The answer to our echo chambers and fascist movements isn’t just to go back to the presumption that speech – including the fictions, tropes, and social scripts that we meet in stories and games – can’t hurt anyone.

I’m still pretty maximalist when it comes to the government; no one should get arrested for writing rape stories or making animated rape games. But in the social and market sphere, some of the “bad stuff” is bad enough that it’s worth condemning and pushing to the margins. I don’t agree that a disgust response for pro-rape stories is unjustified or “unexamined,” and I’ll support company policies that exclude rape-glorifying media from their markets. (And Nazi-glorifying, incidentally, since “nazi slop” was mentioned.) There’ll still always be somewhere online where people can find their noncon media, or their nazi media… and I don’t think there’s anything wrong with that place being hard to find and hard to make money from.
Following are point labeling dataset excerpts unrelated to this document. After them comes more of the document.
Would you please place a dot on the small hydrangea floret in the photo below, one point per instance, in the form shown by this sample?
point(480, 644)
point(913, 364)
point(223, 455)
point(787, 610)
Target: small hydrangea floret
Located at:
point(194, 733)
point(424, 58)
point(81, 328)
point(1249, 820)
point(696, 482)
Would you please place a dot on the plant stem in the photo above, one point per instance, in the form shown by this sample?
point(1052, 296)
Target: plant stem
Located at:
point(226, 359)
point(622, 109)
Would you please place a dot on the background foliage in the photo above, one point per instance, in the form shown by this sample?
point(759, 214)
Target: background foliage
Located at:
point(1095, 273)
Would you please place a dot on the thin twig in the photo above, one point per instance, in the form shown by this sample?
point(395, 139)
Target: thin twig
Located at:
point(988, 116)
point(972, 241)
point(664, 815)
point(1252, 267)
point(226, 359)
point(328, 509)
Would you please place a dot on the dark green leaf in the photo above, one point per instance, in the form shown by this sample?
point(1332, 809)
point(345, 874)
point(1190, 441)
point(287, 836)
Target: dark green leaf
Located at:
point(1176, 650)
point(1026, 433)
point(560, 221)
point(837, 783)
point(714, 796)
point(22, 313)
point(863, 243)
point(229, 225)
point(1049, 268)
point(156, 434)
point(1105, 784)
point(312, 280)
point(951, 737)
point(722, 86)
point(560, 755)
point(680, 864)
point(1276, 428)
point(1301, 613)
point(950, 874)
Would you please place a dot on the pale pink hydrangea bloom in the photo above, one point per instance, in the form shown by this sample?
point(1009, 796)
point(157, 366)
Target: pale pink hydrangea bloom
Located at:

Whether we’re talking noncon or nazi, that requires us to make judgments about ethical boundaries – and absolutely, bigots are going to rush in and try to impose their judgments through the same process. But I’d rather fight them over setting those boundaries than try to make the case for zero boundaries, anywhere.

The hate lobby goes to Visa and says, “You have to stop facilitating the sale of rape simulators and depictions of child abuse. Oh, and LGBT content, because it’s all child abuse anyway.” Do we implicitly accept them rolling those things together, or concentrate our fire on the latter point? For all the recent legal setbacks around trans rights, plenty of Western countries still have laws against LGBT discrimination which companies like Visa have to take into consideration, as well as a (hopefully vocal) LGBT-and-allies consumer base.

The more we can narrow the scope of the fight to be about the (factually ridiculous) claim that “LGBT = noncon” – the more we force the hate groups to fight over bigotry alone! – the more we’ll be aligned with both nondiscrimination law and the moral sentiments of most Westerners. If on the other hand we go to bat for the “rape your whole family” game and seduce-the-schoolgirl genres…seems to me that’s where we walk into the fundies’ trap. That’s exactly the ground they’d love to fight us on.

Any xkcd-style policy of “showing the door to assholes” or otherwise limiting free speech will inevtably hit people who don’t deserve it sometimes. Rules are applied by people making judgment calls, and sometimes they’ll get it wrong. Make a rule against racist speech, and it’ll inevitably sometimes be enforced against people who weren’t really being racist. Make a rule against games that glorify rape, and it’ll inevitably sometimes catch up a game that’s actually dealing with horrors with sensitivity and insight.

Make any kind of rule, and a platform that’s not built in an effective capacity for moderating its content is going to struggle. Itch have screwed up above and beyond the inevitable messiness of getting called on their crap, and I hope they’ll figure themselves out and get to a better place than we are now. If they ultimately can’t figure out a way to distinguish rape-glorifying content from other porn games (let alone all the games tagged NSFW for other reasons), then some other platform will, and the delisted games can migrate there.

tl;dr - I disagree that anything other than free-speech maximalism on this point is the death of freedom or creativity; and defending stories that glorify rape or child abuse is counterproductive in a world where bigots are working to paint LGBT people and their allies as rapists and child abusers.